Literature Review 2- Week 2

Paper 4: Shifting public values and what they mean for increasing democracy in wildlife management decisions

Citation: Van Eeden, Lily M., Chris R. Dickman, Euan G. Ritchie, and Thomas M. Newsome. 2017. Shifting public values and what they mean for increasing democracy in wildlife management decisions. Biodiversity and Conservation.

This paper discusses how societal views toward nature are evolving from human dominance to a sort of mutualism in which animals are treated equally to humans. As a result, the public is becoming more involved in wildlife management decisions, and scientists and wildlife managers can no longer ignore public values. The report also includes numerous examples from the United States, Canada, New Zealand, and Australia, where public attitudes have influenced and changed, the management of particular animal species in these areas. The authors see mass media and other forms of communication that provide people with knowledge and a platform for activism as a major component of this effect.

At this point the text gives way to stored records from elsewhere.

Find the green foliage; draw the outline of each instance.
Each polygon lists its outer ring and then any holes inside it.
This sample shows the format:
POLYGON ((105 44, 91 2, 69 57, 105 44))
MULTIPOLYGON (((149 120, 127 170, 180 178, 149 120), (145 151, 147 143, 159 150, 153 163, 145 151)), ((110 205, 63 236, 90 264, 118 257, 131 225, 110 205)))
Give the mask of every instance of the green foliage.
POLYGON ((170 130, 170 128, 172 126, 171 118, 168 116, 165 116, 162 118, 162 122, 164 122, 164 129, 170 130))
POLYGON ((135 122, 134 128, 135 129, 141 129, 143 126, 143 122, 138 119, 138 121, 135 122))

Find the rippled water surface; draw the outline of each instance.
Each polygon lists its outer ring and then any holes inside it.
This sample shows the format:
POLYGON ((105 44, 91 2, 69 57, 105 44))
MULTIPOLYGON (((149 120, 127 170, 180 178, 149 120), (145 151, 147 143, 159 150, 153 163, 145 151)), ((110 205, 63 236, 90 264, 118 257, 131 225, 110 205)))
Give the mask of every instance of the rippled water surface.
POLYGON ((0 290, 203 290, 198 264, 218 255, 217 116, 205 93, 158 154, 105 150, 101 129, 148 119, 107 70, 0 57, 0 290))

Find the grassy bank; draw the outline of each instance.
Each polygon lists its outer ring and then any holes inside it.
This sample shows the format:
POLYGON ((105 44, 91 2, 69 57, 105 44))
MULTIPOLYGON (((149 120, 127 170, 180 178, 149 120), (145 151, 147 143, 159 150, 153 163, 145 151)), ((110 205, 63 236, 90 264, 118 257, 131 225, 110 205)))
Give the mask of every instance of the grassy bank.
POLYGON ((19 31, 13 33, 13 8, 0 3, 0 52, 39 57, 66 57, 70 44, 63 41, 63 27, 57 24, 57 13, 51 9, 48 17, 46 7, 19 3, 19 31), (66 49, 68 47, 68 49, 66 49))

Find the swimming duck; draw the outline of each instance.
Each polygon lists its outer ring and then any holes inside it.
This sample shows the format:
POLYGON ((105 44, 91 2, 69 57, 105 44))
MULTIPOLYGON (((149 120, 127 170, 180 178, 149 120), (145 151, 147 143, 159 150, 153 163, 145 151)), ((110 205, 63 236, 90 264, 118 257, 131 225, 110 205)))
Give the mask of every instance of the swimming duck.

However, the authors also underline the importance of evaluating the ethics and values that influence our decisions and, as a result, our management actions.  Activism can have a negative impact on wildlife conservation and management in some situations. As a result, the study highlights the importance of adequate science communication related to wildlife conservation and management in order to recognize public values and allow a better-informed public to participate in decision-making. When it comes to wildlife management, it’s critical that science and informed public values continue to guide decisions.

Paper 5: The Internet of Nature: How taking nature online can shape urban ecosystems

Citation:Galle N.J., Pilla F., and Nitoslawski S.A. 2019. The Internet of Nature: How taking nature online can shape urban ecosystems. Anthropocene Review.6 (3): 279-287.

This study explores a natural-environment innovation in the context of developing technology. Because cities are becoming more digital, there is a growing need to digitally transform the city’s natural capital. When cities are examined closely, they reveal a complex, adaptive ecosystem made up of species interacting with their surroundings, producing networks and flows of energy and waste. With all the world’s 36 biodiversity hotspots containing urban areas, it is evident that wildlife is fast reacting and adapting to urban contexts. However, since not all organisms adapt to urbanization in the same way, there is a risk of natural biodiversity and ecological integrity being lost. The Internet of Nature is a technology inspired by the Internet of Things that can aid with effective environmental protection and management in and around cities. The data collected by this digital infrastructure can be utilized to better understand, analyse, model, and predict city socio-ecological systems. It’s a way of using digital technology to portray urban ecosystems, which can then be utilized to inform management and planning decisions. It can be used for monitoring and managing urban nature, for ecosystem functioning and resilience, and for linking social and ecological systems. The goal of this technology is to strengthen human-nature relationships in our urban surroundings, which are continually evolving and changing. IoN can successfully drive future action towards more sustainable, liveable, and resilient environments for humans to live within and coexist with the natural world by responding to the continuously changing needs of urban ecosystems. Though, within this project, the questions about how information is acquired in and by IoN remain unanswered.